Después de la fiesta a Rafael le quedaban menos ganas de hablar. Había limpiado la casa en dos horas —con ayuda de Lara y Liliana—, y fue la peor forma de quitarse la resaca del día anterior.

Rascó la cabeza de Max y dejó que este se subiera en el sillón para ver la televisión con él.

Esa era su rutina cuando no se encontraban sus padres —es decir, todo el tiempo—: veía televisión, mimaba a Max, hacía la tarea y esperaba, paciente, a que alguien recordara su existencia. Y, mientras no fuera necesario, se limitaba a pensar en lugar de hablar.

—¿Eres mudo? ¿Por qué nunca hablas? Me saca de quicio que te quedes mirando a la nada. —Le había hecho notar un niño, tres años menor que él, una tarde en el parque. Rafael le sonrió, pero el niño no se tentó el corazón—. Di algo o creeré que eres demasiado tonto para hablar.

Mauricio había sido mordaz desde pequeño. Aún cuando tenían dos días de haberse conocido por casualidad en los columpios del parque, el niño lo había bombardeado de palabras crueles que pretendían hacerlo sonar más grande.

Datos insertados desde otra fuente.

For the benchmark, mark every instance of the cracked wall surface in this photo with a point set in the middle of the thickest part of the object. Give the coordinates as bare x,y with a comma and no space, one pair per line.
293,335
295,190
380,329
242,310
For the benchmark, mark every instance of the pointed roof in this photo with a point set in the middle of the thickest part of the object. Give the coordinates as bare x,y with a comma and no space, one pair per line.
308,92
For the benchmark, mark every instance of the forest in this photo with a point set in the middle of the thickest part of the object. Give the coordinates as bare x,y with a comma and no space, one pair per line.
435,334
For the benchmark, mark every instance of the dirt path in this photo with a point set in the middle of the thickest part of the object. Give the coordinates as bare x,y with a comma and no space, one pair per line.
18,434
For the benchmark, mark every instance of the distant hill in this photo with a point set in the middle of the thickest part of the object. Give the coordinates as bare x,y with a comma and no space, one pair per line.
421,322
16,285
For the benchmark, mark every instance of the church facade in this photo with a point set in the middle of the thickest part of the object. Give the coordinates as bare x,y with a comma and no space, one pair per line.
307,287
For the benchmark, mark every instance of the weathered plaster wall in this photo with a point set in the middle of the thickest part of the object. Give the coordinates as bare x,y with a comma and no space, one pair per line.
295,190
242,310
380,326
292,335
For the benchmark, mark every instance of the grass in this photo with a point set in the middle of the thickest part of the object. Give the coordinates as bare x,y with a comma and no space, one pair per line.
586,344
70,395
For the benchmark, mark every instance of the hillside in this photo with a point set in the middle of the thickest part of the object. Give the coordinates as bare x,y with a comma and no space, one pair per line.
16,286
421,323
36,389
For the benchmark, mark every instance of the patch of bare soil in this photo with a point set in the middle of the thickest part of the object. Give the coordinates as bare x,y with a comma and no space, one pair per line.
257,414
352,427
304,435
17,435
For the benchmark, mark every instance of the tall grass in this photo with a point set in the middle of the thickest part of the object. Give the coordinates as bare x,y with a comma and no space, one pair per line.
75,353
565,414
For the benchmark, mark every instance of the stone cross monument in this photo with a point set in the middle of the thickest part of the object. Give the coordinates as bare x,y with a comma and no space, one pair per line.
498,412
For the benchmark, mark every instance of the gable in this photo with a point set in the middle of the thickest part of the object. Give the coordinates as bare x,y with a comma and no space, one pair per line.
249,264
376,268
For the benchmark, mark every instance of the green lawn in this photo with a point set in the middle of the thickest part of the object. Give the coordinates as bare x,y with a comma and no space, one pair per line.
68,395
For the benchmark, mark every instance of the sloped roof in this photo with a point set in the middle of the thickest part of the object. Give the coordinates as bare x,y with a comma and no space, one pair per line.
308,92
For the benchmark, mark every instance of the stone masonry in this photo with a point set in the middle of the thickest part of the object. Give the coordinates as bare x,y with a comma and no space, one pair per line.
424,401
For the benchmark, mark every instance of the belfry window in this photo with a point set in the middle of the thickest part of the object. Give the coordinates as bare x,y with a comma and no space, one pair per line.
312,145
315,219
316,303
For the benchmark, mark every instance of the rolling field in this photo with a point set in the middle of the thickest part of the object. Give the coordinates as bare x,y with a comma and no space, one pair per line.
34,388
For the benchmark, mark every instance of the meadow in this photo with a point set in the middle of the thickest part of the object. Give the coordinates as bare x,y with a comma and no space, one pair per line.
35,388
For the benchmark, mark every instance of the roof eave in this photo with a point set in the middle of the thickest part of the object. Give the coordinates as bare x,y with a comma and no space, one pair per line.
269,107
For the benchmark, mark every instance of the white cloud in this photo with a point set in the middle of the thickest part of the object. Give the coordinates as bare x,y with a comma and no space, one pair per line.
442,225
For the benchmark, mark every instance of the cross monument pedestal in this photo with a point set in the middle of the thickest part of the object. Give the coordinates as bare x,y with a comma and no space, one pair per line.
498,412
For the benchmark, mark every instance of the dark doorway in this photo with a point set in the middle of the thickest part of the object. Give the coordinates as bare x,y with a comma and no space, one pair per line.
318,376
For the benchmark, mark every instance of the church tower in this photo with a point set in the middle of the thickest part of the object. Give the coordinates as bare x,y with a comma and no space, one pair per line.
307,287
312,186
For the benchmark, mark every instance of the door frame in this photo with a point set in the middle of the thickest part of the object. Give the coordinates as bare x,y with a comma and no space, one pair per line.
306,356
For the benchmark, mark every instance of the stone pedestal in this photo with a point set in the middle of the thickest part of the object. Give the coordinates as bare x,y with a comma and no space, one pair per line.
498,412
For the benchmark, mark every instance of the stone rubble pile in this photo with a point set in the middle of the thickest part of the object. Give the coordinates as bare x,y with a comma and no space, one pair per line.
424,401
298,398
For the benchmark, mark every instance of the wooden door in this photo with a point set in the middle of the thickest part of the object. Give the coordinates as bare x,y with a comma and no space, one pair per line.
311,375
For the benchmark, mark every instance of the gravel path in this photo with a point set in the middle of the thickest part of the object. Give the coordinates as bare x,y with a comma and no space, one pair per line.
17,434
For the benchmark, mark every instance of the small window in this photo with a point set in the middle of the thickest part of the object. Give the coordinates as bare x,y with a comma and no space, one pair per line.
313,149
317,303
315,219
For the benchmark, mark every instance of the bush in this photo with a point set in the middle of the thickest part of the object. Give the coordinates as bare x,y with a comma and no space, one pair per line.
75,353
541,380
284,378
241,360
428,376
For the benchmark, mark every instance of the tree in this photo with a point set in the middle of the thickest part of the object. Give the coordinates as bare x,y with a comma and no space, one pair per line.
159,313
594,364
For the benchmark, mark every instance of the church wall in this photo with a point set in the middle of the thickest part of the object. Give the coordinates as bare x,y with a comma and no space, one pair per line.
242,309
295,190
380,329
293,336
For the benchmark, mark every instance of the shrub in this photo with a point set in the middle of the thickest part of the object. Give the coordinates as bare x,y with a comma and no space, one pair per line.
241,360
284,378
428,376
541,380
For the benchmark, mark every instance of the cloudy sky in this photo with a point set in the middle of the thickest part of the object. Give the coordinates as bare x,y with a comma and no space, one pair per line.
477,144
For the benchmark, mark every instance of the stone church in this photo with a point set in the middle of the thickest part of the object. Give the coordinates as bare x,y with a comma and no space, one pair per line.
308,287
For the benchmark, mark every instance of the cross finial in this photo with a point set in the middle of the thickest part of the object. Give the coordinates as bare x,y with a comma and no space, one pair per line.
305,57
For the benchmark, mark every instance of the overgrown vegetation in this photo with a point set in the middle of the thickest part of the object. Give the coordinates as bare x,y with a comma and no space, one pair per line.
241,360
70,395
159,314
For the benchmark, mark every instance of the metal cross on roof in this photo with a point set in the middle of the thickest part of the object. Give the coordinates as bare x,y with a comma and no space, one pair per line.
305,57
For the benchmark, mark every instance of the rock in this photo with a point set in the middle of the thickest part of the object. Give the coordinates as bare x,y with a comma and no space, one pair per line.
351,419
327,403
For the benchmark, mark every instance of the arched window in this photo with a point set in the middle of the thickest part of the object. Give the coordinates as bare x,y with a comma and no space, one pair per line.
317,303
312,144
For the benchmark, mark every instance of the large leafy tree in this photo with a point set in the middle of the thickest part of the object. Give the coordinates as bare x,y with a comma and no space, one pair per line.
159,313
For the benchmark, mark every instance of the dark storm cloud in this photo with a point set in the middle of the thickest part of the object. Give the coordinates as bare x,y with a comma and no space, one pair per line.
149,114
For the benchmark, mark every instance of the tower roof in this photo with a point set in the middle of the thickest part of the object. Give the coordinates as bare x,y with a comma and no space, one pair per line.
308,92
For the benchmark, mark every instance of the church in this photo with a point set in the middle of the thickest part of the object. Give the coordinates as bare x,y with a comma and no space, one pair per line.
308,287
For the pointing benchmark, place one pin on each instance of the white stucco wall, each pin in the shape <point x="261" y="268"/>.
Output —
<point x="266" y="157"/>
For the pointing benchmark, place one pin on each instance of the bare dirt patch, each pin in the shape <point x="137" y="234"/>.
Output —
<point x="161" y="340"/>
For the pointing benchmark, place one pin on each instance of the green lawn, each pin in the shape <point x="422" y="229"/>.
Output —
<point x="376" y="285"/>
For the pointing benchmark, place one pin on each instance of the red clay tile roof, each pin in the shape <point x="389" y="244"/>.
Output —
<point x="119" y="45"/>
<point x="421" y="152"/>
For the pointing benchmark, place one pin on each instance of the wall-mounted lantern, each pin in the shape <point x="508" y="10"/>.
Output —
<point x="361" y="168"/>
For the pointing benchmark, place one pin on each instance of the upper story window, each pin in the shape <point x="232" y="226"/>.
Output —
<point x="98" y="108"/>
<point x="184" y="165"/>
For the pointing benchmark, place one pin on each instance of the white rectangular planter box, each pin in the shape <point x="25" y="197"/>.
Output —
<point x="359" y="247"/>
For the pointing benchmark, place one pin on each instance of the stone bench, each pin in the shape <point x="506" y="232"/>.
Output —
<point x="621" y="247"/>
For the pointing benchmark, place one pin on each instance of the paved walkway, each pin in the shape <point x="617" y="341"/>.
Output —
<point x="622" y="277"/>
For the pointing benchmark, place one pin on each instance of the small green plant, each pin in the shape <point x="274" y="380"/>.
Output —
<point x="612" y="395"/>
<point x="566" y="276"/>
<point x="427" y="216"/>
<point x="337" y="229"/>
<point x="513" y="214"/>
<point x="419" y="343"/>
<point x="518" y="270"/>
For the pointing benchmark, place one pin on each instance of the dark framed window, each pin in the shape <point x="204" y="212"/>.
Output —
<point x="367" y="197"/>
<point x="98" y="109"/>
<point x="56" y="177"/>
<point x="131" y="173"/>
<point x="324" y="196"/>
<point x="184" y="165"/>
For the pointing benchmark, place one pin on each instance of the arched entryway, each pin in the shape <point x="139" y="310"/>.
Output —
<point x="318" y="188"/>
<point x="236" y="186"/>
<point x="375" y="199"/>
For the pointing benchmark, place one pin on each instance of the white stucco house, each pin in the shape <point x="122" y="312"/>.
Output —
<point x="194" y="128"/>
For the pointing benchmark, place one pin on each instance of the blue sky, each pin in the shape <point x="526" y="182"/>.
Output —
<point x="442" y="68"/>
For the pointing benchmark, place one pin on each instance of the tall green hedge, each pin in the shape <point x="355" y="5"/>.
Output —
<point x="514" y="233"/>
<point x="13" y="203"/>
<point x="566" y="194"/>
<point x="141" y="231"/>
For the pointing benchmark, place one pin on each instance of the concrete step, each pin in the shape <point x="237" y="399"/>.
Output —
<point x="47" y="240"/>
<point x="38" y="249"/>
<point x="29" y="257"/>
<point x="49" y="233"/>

—Hola. —Eran las primeras palabras que decía en todo el día, por lo que su voz salió ronca.

Carraspeó y dirigió su atención hacia el pasamanos, donde otros chicos de su edad jugaban.

—Siempre estás solo, ¿no tienes amigos? —Mauricio no detuvo el escudriño. Para ese entonces aún dejaba que Juliana le cortara el cabello y sus grandes ojos marrones resaltaban por esa curiosidad que parecía sentir ante todo—. ¿Es porque no hablas?